Tech companies have developed something of a reputation in recent years for being inherently cool places to work. Many established and emerging tech firms successfully project an image of themselves as nurturing, individual-focussed and typically quite creative environments, underpinned by a relatively youthful outlook that blends a healthy dose of levity in with the hard graft. But how accurate is this picture in practice?
A reputation for building distinctly atypical office environments certainly contributes to the imaginative, casual and slightly unorthodox ethos we’ve come to associate with employers like Google, Facebook, and Apple. The idea that these sorts of offices are commonly filled with giant indoor slides and adult soft play areas has become much more an overblown caricature than a true reflection of most corporate tech environments, of course; in reality, very few are quite so self-consciously wacky as all that.
However, it’s fair to say that many do eschew the traditional cubicle-based office layout common to various other industries, opting instead for more open-plan, communal spaces that frequently include gadget-filled breakout zones and plenty of scope for personalization. But providing a reasonably colorful and creative workplace is just one of the ways in which some tech employers aim to attract and retain talent in a competitive, high staff turnover market.
Whether or not they’re succeeding in doing so was one of the key questions asked by online salary, benefits and compensation company PayScale in a recent employee survey, and the results made for interesting reading.
The study sampled a range of different employee demographics across 17 of the leading tech corporations, including responses from staff at such companies as Microsoft, Apple, IBM, Google, Amazon, Facebook, Tesla and more. PayScale’s research charted respondents’ perceptions of overall job satisfaction against a range of variables including median staff age, number of years at the company, total years of industry experience, and average early/mid-career pay levels. The results, compiled into a series of compiled into a series of infographics, reveal some striking trends.
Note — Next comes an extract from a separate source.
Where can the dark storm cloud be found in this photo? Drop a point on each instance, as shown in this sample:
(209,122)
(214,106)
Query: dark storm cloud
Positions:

Firstly, it will likely come as no surprise that – just like in most other industries – job satisfaction tended to correlate pretty directly with median pay rates. The companies whose staff reported lower levels of job satisfaction were almost always placed lower down the average salary scale than rivals whose staff appeared more satisfied overall. While this is precisely what you’d expect to see across most corporate landscapes, it’s worth noting that trendier offices clearly aren’t the most powerful tool when it comes to maintaining a content and loyal workforce.
In fact, the charts also indicate a fairly stark inverse correlation between median employee age and job satisfaction: on the whole, the higher a tech company’s average staff was, the less likely individuals were to report back as being strongly satisfied. Notably, only three businesses in the study had a median staff age of over 35 – namely IBM, Hewlett Packard and Oracle – and these same three brands’ workers were the ones who claimed to find their jobs among the least rewarding. (They’re also the employers with the longest-serving and most experienced workforces. While there are various conclusions one could draw from this, it seems highly unlikely to be coincidental.)
One theory it’s tempting to infer from the data is that the industry’s renowned youth-orientated outlook might eventually prove problematic for some of the longest-serving and most experienced staff. It appears that better average rates of pay might stave off any sense of itchy feet to a degree, but the charts also seem to show that for tech staff at most levels, there’s perhaps something of an industry ceiling. While it may be possible to climb the ladder faster at a younger age in tech than in many other sectors, the obvious inference is that it becomes increasingly difficult to continue that progression in later years.
Of course, this is very much conjecture based on a few apparent trends in what remains a relatively young industry populated by hundreds of new startup companies. For all but the most established brands, there’s also a lack of sufficient long-term data to draw more solid conclusions. And yes, it’s also true that tech company employees as a whole do tend to be reasonably young, reasonably well compensated and reasonably happy in their current positions. That’s presumably why so many of the industry’s familiar names can be found scoring high placements in all manner of global ‘top employer’ longlists, after all.
But, looking ahead, it will certainly be interesting to see how these workforces shift and develop as individuals’ careers (and ages) progress – and moreover, if many of those individual staff members go on to achieve tenures with any single tech company that compare favourably against average loyalty and retention rates in other industries.